UT System Planning New Rio Grande Valley University

University of Texas System Chancellor Francisco Cigarroa (left), is congratulated by Gene Powell, chairman of the UT System Board of Regents, after the regents gave Cigarroa a vote of confidence on May 12, 2011.
University of Texas System Chancellor Francisco Cigarroa (left), is congratulated by Gene Powell, chairman of the UT System Board of Regents, after the regents gave Cigarroa a vote of confidence on May 12, 2011.

The Rio Grande Valley may be getting a new university — sort of.

At Thursday's meeting of the University of Texas System Board of Regents, Chancellor Francisco Cigarroa announced a major plan to consolidate its existing institutions in the region to create a new university with its own medical school. Regents unanimously supported the plan.

The system already has a strong presence in the Valley, with universities in Brownsville and Edinburg and a regional academic health center in Harlingen. The system has been engaged in an effort to leverage these assets into a full-fledged medical school.

"Maybe we were thinking too small," Cigarroa said of the system's previous approach.
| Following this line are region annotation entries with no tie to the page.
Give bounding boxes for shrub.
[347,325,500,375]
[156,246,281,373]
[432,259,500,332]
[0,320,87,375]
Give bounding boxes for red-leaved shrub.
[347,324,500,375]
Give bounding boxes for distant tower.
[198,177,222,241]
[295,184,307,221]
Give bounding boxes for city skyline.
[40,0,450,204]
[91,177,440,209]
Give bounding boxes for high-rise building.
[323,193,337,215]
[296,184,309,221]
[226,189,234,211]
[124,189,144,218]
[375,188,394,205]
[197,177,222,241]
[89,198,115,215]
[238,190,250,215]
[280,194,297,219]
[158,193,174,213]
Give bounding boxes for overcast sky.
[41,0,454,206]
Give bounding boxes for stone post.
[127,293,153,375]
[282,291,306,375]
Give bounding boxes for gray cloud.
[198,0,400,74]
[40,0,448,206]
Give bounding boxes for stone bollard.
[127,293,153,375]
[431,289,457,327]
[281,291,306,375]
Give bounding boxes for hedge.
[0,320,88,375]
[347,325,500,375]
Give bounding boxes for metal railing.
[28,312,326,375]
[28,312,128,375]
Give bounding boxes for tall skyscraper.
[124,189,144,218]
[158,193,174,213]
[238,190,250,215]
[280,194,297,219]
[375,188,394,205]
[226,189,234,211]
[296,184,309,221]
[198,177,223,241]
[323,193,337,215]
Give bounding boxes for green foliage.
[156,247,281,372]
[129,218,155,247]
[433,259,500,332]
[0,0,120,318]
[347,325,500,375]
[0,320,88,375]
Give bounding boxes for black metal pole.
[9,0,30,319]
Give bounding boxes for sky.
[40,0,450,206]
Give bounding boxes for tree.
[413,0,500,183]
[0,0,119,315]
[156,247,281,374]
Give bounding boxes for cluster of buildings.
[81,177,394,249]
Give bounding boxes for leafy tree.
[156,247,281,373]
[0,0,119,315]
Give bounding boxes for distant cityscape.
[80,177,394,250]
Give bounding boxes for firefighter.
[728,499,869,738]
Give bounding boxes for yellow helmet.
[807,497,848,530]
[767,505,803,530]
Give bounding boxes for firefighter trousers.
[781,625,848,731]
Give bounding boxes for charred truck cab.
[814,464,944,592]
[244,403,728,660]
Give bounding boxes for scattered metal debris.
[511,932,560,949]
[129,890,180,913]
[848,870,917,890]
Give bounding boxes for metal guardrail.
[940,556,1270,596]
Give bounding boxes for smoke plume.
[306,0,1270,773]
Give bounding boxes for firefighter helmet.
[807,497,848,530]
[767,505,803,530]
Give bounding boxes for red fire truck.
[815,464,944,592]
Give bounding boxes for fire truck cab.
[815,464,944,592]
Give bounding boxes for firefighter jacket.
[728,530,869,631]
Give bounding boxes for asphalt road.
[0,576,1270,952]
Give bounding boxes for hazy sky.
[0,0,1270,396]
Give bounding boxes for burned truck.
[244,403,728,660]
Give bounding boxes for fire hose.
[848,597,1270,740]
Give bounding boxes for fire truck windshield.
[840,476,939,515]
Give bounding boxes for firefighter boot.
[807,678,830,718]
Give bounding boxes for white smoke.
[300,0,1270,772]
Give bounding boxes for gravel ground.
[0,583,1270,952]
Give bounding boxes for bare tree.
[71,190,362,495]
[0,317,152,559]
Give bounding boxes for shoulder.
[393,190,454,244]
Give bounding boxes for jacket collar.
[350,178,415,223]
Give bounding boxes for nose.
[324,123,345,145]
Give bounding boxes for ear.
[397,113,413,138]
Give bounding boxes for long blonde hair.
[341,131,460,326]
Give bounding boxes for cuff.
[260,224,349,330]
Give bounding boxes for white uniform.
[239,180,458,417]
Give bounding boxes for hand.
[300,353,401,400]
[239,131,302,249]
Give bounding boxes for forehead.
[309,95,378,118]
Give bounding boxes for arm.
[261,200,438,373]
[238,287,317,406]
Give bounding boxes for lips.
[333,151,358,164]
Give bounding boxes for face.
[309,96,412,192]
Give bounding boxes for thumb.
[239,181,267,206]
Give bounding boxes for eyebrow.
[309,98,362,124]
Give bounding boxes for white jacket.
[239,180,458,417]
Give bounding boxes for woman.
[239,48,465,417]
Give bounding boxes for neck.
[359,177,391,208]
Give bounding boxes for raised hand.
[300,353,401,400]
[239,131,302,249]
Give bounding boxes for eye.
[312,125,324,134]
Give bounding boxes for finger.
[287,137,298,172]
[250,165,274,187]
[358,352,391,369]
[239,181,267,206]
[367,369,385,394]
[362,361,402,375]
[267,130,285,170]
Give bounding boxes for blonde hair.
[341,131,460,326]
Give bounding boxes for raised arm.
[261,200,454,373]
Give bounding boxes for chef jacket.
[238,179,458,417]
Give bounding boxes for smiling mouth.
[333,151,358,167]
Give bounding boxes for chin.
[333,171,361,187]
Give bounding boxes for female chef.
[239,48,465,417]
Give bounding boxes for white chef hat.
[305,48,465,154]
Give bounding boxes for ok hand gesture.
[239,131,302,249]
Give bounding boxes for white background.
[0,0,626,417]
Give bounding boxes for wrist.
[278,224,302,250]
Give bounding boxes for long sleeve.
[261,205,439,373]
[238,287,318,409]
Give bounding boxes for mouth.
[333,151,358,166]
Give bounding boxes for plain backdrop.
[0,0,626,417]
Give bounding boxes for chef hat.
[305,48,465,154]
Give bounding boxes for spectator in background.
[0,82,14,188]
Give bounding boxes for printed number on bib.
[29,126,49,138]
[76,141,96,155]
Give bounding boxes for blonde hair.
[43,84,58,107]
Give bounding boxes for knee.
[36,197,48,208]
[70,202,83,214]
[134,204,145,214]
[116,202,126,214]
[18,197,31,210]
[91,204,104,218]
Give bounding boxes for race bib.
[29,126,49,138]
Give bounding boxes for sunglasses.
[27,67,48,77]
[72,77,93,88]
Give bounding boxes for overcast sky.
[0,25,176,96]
Progress on a new medical school could be helped if the facility were attached to an institution with the size and capacity to grow into a major research university. Neither UT-Brownsville nor UT-Pan American is designated as an "emerging research university" by the Texas Higher Education Coordinating Board, a prerequisite for gaining access to extra state incentive funds set aside to grow more tier-one research institutions.

 

But when the existing universities and the health center are combined, in an institution that Cigarroa referred to as a "University for the Americas in the Rio Grande Valley," a new university with campuses in Edinburg, Brownsville and Harlingen and an administrative headquarters in McAllen would probably be eligible for that tier-one race.

If it is created, the new university would start out with nearly 28,000 students, 1,500 faculty members and 3,700 staff. It would have research expenditures of $11.4 million and an endowment of about $70.5 million. The system projects that it would create about 7,000 jobs with an average salary of $63,000.

In order to become a reality, it would also require support of two-thirds of the Legislature, which Cigarroa acknowledged would be a challenge. "Of course, there are risks to launching any enterprise of this scale," he said.

In addition to his request for approval to pursue the vision for a unified university, Cigarroa asked the regents to allocate an additional $100 million over the next 10 years to help the effort to convert the regional academic health center into a medical school.

Scott Kelley, the system's executive vice chancellor for business affairs, said he was comfortable with the finances of the plan and projected long-term cost savings of up to $6 million in the elimination of redundancies between the existing institutions. He said that no additional money from the state would be required to create the new university. 

Ken Shine, the system's executive vice chancellor for health affairs, said additional funding would still be needed for the new medical school.

The proposal for a new consolidated university that includes a medical school was also endorsed by Juliet Garcia, president of UT-Brownsville, and Robert Nelsen, president of UT-Pan American. Nelsen spoke passionately about saving lives in the region. "We can do it if we unify the Valley, and with this vision we are talking about unifying the Valley," he said.

Gene Powell, the chairman of the board of regents, encouraged the other regents to support the proposal. "It is a rare opportunity for us to do something that's not been able to be done for a hundred years," he said.